In fact, that’s exactly what Jeff Greenfield will dub it during his keynote Thursday at “Attribution Accelerator,” the fourth year of an annual forum exploring and discussing the broad swath of attribution modeling firms that have emerged in recent years.
“This is a landmark week for attribution,” Greenfield told me during a preview late last week. “The biggest problem with the past -- attribution 1.0 -- is that anyone was able to put their stamp on it and as a result, advertisers kind of lost faith, because there were so many different ways and there were no standards.”
According to Greenfield, most big marketers at least “dipped their toes into” attribution modeling, and many were either left mystified by the results, or just didn’t feel it was worth the squeeze and have chosen instead to focus their accountability measures elsewhere.

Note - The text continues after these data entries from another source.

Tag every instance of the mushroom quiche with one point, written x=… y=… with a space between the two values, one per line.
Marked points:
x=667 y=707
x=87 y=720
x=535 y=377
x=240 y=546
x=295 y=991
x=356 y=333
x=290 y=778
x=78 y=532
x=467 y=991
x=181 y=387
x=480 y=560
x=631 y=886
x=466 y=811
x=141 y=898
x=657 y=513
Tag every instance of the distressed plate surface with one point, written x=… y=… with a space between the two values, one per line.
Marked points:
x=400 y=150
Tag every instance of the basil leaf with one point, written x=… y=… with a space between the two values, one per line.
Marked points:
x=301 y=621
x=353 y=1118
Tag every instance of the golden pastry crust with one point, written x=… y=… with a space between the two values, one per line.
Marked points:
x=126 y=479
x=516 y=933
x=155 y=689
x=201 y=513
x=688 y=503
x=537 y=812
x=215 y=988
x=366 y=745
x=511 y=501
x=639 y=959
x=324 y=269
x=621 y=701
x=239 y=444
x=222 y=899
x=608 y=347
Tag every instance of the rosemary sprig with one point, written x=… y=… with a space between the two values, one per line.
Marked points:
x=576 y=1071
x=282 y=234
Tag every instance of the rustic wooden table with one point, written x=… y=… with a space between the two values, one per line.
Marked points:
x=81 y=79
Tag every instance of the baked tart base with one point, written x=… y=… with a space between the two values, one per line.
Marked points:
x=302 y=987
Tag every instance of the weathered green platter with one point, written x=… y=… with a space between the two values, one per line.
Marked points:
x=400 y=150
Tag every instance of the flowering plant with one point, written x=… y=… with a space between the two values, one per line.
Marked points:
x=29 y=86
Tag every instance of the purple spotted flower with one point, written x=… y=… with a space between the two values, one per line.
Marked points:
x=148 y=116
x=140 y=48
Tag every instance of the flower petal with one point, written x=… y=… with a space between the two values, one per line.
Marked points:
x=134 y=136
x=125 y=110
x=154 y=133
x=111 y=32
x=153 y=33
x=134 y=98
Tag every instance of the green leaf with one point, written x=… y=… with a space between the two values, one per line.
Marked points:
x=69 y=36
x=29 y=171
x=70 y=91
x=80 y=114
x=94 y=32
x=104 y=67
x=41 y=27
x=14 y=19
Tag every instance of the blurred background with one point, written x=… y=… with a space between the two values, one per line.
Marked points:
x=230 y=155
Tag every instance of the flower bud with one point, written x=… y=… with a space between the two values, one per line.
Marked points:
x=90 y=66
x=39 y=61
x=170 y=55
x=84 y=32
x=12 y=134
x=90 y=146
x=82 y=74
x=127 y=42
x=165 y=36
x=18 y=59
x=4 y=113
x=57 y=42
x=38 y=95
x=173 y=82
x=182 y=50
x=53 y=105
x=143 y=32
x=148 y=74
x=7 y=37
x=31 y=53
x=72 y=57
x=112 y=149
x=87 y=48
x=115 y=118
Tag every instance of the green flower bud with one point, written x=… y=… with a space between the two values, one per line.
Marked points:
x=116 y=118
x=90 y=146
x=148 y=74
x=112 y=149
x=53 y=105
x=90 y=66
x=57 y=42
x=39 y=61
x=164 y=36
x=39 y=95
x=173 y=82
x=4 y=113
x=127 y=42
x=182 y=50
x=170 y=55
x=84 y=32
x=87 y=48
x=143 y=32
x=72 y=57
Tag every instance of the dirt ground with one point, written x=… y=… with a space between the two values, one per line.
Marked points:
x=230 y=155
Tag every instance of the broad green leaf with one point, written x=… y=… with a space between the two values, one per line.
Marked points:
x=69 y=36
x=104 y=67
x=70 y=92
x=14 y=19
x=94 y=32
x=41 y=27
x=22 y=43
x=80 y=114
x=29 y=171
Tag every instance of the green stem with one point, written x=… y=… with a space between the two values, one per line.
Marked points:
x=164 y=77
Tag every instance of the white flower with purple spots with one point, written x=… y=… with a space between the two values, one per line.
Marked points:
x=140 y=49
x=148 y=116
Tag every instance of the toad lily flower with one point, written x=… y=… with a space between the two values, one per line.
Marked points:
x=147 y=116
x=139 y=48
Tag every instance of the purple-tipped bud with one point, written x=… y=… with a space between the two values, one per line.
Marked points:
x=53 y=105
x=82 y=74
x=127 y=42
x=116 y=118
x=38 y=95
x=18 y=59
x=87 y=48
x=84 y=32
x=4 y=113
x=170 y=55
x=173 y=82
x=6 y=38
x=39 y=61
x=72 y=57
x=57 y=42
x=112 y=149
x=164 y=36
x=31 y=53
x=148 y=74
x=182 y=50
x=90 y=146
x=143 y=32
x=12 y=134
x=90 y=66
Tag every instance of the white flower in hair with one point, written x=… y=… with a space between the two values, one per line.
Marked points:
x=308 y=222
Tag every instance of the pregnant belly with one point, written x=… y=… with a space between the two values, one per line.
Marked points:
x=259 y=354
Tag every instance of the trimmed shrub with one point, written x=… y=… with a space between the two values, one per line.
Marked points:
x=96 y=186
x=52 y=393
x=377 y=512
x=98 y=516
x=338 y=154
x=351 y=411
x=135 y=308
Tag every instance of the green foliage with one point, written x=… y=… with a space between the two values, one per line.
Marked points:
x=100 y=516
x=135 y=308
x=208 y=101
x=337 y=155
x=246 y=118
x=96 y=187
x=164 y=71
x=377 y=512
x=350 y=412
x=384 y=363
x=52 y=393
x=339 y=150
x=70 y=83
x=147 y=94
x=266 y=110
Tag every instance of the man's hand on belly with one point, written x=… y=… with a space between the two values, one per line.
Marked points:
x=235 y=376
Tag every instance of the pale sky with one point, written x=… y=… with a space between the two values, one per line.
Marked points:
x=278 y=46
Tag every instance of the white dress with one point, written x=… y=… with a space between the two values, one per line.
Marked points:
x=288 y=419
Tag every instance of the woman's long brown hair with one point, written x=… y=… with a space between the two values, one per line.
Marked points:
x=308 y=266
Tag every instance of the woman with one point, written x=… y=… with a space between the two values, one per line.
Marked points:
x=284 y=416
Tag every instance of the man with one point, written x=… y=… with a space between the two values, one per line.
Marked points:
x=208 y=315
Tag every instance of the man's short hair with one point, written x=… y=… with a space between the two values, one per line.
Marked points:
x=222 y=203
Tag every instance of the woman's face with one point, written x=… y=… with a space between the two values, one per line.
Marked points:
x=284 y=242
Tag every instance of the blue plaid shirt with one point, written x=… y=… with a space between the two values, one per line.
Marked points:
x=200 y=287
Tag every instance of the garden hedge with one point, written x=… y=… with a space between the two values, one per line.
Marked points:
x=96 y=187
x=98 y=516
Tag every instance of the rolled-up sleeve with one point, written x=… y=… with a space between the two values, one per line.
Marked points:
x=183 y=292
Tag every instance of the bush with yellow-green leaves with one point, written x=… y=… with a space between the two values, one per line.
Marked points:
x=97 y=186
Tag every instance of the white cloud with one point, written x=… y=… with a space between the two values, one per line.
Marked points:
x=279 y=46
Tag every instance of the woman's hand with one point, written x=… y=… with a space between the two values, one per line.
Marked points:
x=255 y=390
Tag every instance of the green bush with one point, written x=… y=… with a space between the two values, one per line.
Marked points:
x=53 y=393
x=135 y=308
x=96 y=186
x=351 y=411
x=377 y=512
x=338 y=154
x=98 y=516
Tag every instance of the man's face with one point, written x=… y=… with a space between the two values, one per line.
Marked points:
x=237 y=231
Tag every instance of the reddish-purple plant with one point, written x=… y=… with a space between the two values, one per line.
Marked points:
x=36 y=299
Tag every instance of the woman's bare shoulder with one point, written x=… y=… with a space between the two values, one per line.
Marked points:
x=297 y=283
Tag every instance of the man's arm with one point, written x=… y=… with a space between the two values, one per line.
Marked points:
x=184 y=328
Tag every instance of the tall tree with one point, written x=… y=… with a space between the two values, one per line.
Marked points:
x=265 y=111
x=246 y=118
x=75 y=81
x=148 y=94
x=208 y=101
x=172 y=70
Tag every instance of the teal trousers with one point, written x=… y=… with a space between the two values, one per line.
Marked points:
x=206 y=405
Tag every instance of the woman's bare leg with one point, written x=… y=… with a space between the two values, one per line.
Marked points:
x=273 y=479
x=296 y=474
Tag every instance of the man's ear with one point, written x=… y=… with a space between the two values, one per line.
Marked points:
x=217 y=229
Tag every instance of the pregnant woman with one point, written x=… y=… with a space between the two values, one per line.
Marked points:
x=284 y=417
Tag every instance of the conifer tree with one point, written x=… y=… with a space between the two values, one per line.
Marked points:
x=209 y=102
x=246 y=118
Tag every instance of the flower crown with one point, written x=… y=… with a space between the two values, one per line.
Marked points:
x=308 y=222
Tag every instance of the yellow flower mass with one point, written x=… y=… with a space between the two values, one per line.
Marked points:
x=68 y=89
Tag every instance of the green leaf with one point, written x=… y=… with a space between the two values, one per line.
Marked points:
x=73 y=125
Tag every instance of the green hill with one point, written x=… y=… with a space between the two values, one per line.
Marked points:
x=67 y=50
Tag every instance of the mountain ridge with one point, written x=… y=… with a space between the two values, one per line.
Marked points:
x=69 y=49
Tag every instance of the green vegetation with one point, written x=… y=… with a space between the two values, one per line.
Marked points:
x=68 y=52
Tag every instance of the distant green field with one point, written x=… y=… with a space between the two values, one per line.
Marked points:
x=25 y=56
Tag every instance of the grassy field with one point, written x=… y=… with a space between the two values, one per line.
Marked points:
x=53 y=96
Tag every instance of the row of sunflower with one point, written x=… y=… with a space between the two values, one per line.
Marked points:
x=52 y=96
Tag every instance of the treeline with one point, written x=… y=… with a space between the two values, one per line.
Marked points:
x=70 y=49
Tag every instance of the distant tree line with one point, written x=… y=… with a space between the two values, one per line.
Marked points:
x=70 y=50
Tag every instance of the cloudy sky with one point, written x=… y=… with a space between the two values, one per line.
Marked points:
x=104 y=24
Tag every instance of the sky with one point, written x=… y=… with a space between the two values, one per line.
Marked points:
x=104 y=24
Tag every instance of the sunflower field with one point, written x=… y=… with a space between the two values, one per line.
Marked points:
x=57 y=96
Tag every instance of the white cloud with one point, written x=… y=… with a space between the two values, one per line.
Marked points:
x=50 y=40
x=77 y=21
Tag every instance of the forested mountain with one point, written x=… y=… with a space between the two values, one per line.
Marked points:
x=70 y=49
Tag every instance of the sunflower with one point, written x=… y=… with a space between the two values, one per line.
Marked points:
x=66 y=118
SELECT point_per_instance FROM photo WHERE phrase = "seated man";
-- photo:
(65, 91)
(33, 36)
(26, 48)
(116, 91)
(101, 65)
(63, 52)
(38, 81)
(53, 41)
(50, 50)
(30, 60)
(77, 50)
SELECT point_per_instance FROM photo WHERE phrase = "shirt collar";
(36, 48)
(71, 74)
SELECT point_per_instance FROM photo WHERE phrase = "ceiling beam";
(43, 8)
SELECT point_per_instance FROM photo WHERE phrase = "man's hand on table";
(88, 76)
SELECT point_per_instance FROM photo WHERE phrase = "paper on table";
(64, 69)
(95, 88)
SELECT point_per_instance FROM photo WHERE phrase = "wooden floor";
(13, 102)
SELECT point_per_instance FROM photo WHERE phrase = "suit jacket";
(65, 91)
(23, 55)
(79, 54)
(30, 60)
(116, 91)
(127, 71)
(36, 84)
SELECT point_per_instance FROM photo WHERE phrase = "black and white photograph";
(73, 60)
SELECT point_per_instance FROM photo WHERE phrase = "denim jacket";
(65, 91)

While that was enough to get the cottage industry going -- and growing with dozens of established providers crowding the space -- according to Greenfield, we ain’t seen nothing yet.
That’s because the industry is just now putting standards in place that will make attribution modeling far more transparent and explicit. And while you still won’t necessarily be able to peek under the hoods of proprietary systems, an accountable third-party will be doing that for you, industry ratings watchdog, the Media Rating Council.
The MRC, which recently finalized digital audience measurement standards, has already embarked on a process that will create similar standards for so-called “outcome” measurements, including attribution models.
And not so coincidentally, the council has also begun the process of reviewing, auditing and potentially accrediting its first attribution modeling service, which also happens to be C3’s.
Greenfield says the MRC actually invited C3 to be its benchmark for auditing attribution modelers, in a move that is similar to what it did when it began developing standards for auditing so-called “viewability” measurement services.
The idea is for C3 to open its kimono so that the MRC can help define and develop standards that can be applied to others.
However it manifests, Greenfield says it is the beginning of 2.0, because it ultimately will result in a standardized way of auditing and accrediting firms that utilize a variety of different processes that all use the same squishy term “attribution.”
The move will likely instill new confidence among big marketers in the burgeoning science of attribution modeling, and according to Greenfield, will actually set off a new gold rush for companies that have capabilities, but likely have been sitting on the sidelines waiting for industry standards to emerge. He says it also will likely get the attention of private equity companies who want to fund them.
So buckle your seat belts as the advertising industry braces for attribution 2.0.